Sophie thought that the cocktail itself might have had ... qualities. No less a personage than Rudyard Kipling said:

I have a theory it is compounded of the shavings of cherubs’ wings, the glory of a tropical dawn, the red clouds of sunset, and fragments of lost epics by dead masters.

Cherubs? Lost epics? Those set off major History B alarm bells. It was clear from other first-person accounts that the drink made some people more aggressive than mere alcohol: while pisco, the Peruvian fortified wine that anchors the drink, is quite potent, it’s not going to give people visions or superhuman strength or any of the other things that the punch purported to do. Sophie thought it may have had some kind of secret ingredient — the one Bronson believed was mere gum arabic — that acted like a mild hallucinogen or other narcotic.

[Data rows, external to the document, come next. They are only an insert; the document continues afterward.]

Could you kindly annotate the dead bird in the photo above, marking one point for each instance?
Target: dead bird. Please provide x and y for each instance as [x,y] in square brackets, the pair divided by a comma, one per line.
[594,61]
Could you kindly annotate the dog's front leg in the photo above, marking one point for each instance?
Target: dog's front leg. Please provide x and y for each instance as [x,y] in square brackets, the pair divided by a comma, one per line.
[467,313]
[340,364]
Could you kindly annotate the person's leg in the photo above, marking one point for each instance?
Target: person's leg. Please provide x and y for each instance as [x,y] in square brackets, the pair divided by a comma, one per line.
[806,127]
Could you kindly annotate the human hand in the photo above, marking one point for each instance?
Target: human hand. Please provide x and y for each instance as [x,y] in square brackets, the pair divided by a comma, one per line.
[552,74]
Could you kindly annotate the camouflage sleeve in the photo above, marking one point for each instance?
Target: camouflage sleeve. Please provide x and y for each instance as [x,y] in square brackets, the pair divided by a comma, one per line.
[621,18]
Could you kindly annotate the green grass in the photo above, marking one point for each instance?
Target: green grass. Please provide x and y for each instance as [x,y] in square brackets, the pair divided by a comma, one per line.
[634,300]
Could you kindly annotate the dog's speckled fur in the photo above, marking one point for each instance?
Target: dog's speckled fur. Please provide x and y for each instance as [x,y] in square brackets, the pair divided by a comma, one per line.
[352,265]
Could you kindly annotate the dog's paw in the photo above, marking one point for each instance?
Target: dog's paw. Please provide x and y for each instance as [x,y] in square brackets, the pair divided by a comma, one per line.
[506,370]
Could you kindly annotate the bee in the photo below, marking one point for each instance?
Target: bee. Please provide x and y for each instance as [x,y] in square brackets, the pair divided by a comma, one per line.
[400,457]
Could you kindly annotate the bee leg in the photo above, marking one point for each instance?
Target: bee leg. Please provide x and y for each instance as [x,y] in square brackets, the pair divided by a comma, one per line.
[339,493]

From the foregoing, it was Archie’s considered conclusion that the new-fangled recipe being resurrected by Bronson was not dangerous, but the original one could be. Bowdlerizing the original formula and promoting it at the Transamerica Pyramid bar might be a good way to memetically defuse its mythic power. As long as the new plaque did not mention any secret ingredients and as a result get the hoi polloi curious, the plaque could be used to SANDMAN’s benefit, even if it indirectly evokes the Montgomery Block.

But, as always, there was possibly more to investigate. This Montgomery Block business is downright fractal.